Three spotlights were switched on and trained on the ring. A flashily dressed mutant was standing there—he must have darted forward during the blackout. Mr. Dowling waved a hand at the mutant and made a high-pitched squeaking noise.
“Up first,” Kinslow translated, “we have Jaundice Jack, the world’s number one undead juggler.”
“But he’s not undead,” Cat frowned. “He’s a mutant like you.”
“It will all become clear in a minute,” Kinslow promised.
As Cat watched, five zombies were led into the ring by a young mutant, a girl not much older than the students Cat used to teach.
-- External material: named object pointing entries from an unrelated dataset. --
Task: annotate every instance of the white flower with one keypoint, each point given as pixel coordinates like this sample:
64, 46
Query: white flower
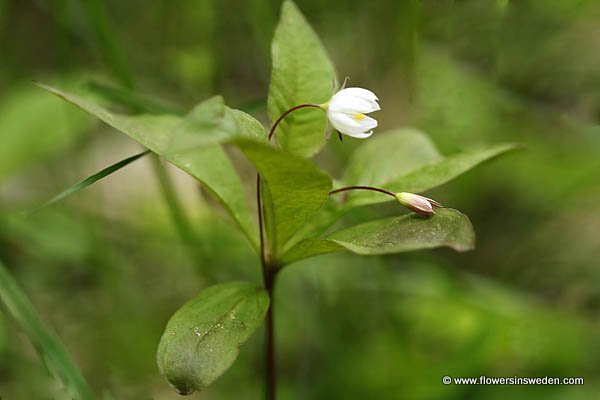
417, 203
346, 111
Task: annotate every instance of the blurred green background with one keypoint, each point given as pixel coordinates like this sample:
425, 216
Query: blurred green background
106, 268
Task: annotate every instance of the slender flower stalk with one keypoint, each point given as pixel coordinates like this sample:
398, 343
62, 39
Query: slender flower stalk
345, 111
417, 203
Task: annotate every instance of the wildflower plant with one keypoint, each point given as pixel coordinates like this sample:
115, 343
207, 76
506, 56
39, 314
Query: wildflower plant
297, 201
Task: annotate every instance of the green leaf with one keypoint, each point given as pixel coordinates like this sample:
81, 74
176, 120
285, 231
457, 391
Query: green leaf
410, 232
90, 180
199, 154
293, 188
302, 73
34, 126
202, 339
389, 155
49, 347
431, 175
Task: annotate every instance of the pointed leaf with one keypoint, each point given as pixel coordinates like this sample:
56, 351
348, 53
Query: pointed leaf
212, 123
202, 339
90, 180
302, 73
410, 232
389, 155
431, 175
294, 189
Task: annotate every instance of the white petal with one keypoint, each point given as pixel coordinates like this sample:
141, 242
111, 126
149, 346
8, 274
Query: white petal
352, 105
350, 126
360, 135
359, 92
342, 122
367, 123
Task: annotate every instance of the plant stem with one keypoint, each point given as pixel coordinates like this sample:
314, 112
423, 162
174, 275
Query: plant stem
374, 189
269, 271
270, 356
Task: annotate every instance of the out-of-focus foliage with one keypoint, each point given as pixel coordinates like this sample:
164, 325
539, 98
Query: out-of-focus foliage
107, 268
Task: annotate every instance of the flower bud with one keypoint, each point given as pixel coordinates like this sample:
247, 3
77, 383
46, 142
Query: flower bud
346, 111
419, 204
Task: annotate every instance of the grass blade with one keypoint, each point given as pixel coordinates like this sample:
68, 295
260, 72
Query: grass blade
82, 184
47, 344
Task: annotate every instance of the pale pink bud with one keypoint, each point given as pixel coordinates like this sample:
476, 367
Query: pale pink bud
417, 203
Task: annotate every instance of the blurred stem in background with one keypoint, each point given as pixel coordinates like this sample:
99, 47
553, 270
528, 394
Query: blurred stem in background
46, 343
179, 217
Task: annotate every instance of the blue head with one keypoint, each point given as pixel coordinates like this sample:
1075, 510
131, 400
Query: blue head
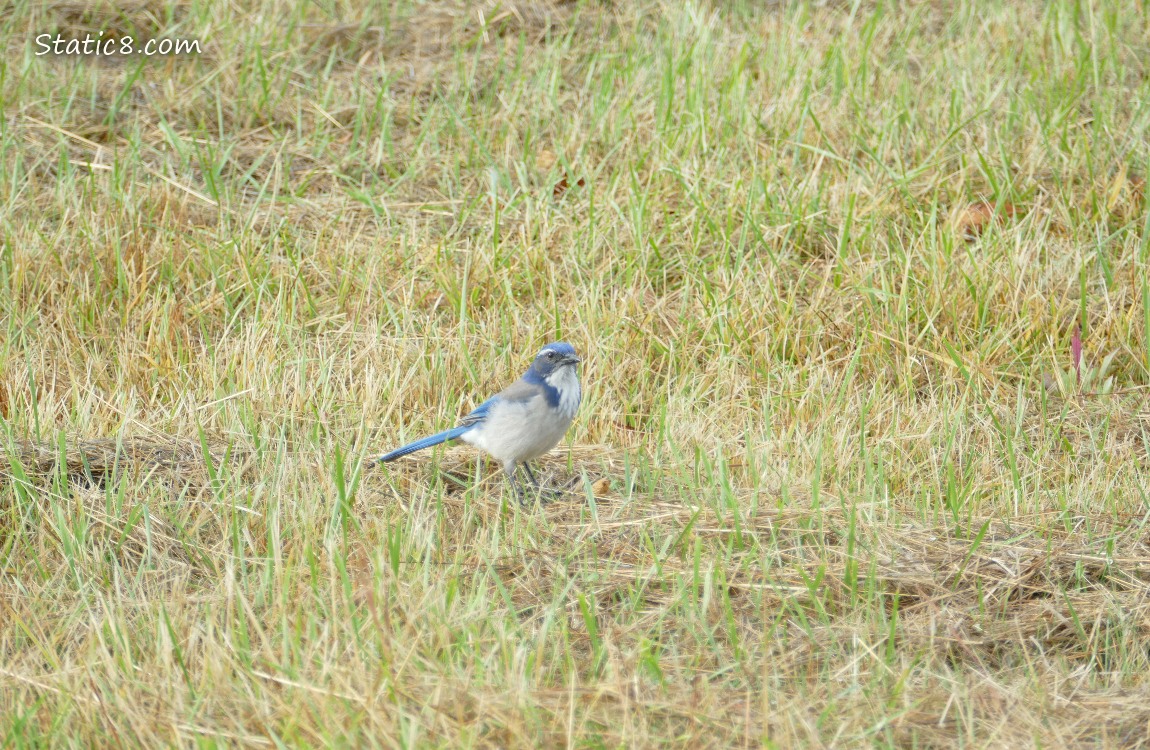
552, 359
She was using a whistle to direct the zombies, who marched along listlessly. The mutants started chanting, “Claudia! Claudia!” The girl smiled and waved to them, then scowled and blew her whistle again, keeping firm control over her charges.
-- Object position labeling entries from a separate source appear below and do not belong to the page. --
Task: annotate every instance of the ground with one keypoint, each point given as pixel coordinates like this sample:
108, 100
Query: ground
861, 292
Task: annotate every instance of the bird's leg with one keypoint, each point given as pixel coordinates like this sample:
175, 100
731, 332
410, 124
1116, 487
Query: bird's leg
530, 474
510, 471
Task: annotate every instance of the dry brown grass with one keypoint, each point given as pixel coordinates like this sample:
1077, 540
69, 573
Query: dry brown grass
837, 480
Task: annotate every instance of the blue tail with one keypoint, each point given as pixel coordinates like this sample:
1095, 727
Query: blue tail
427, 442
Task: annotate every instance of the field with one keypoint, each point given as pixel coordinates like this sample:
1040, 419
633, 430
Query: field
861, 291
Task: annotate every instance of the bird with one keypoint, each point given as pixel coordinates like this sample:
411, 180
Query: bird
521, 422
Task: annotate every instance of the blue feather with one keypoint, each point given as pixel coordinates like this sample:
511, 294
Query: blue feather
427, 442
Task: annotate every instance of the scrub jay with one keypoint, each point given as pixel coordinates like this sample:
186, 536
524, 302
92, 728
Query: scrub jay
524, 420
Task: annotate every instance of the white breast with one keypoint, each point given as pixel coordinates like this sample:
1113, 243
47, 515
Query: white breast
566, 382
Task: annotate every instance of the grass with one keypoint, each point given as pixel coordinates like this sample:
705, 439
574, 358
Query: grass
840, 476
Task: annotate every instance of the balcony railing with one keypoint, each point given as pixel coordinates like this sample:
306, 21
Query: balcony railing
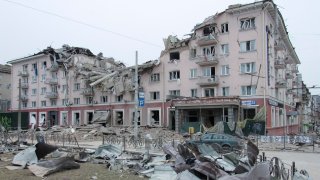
87, 92
207, 60
24, 85
52, 81
289, 75
288, 60
54, 68
281, 83
24, 73
206, 40
24, 98
208, 81
295, 69
279, 64
279, 46
52, 95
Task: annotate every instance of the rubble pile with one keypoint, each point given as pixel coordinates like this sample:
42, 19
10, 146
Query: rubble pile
181, 160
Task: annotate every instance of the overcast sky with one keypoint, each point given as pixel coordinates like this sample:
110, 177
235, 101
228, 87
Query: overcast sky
118, 28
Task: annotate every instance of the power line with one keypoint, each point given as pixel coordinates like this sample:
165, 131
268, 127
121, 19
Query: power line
82, 23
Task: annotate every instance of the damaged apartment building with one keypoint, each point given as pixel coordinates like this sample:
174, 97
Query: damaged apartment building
232, 65
72, 86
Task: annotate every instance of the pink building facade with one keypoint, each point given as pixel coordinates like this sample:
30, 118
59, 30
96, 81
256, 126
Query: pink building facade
233, 64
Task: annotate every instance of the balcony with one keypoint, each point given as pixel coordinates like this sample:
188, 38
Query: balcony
23, 73
53, 81
278, 45
24, 85
207, 60
281, 83
288, 60
52, 95
289, 75
54, 68
207, 40
279, 63
295, 69
208, 81
87, 92
24, 98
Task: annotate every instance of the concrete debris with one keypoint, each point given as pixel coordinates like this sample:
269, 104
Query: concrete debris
44, 168
163, 172
108, 151
26, 157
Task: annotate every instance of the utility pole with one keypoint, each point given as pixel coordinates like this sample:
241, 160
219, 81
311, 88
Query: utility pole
19, 110
137, 99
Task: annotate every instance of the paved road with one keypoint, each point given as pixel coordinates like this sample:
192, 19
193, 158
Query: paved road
307, 161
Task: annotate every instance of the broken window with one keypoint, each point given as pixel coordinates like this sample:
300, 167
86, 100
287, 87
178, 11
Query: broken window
155, 95
192, 116
209, 92
155, 117
89, 100
119, 98
193, 73
25, 80
174, 56
247, 23
53, 102
193, 53
225, 49
43, 90
155, 77
246, 46
43, 103
54, 88
65, 102
43, 77
76, 100
138, 117
64, 74
248, 90
248, 67
25, 68
194, 93
44, 65
174, 75
174, 92
208, 51
35, 69
24, 104
76, 87
225, 70
208, 30
65, 88
119, 117
224, 28
34, 92
225, 91
103, 99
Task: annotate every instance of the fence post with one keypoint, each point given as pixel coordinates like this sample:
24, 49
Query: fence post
124, 143
293, 169
63, 140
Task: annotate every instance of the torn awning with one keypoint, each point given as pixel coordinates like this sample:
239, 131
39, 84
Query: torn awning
101, 116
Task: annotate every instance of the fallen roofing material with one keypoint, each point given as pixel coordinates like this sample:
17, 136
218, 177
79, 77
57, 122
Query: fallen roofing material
110, 151
44, 168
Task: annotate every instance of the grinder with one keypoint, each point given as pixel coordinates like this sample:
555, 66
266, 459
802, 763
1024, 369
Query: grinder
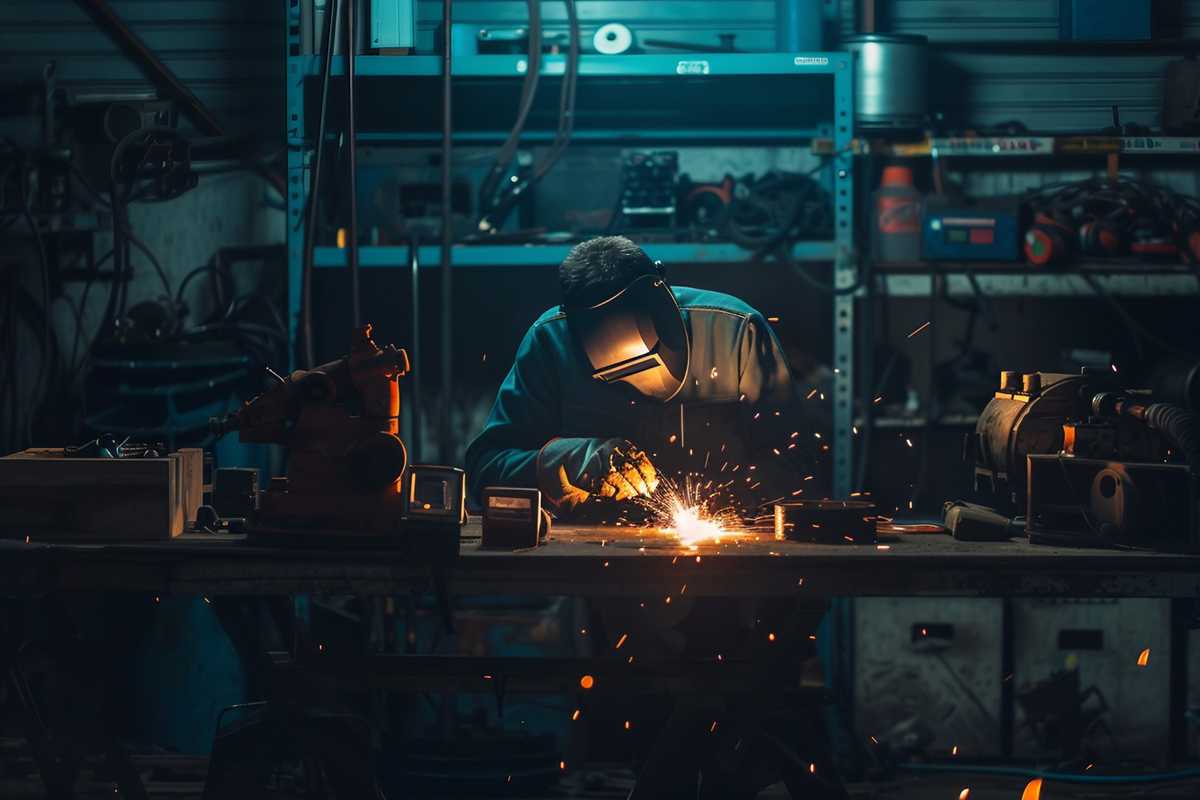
340, 422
When the zombies were standing still, Mr. Dowling shoved Cat off his lap and stood up abruptly. Cat landed with a startled yelp and glared at the clown as he bounded past her into the ring.
Mr. Dowling was halfway to the zombies when he stopped, pretended to slap his head, then ran back to Cat. He shook a hand at her and made a gibberish noise.
“He wants your sword,” Kinslow said.
“What for?” Cat asked.
“Does it matter?” Kinslow yawned. “Just give him what he wants before he takes it by force.”
Cat felt uneasy, but drew her sword and handed it to the clown. She felt the bulge of her gun as she was removing the sword, and thought about taking it out and opening fire on Mr. Dowling, but Kinslow was watching her intently and she didn’t think she’d get very far.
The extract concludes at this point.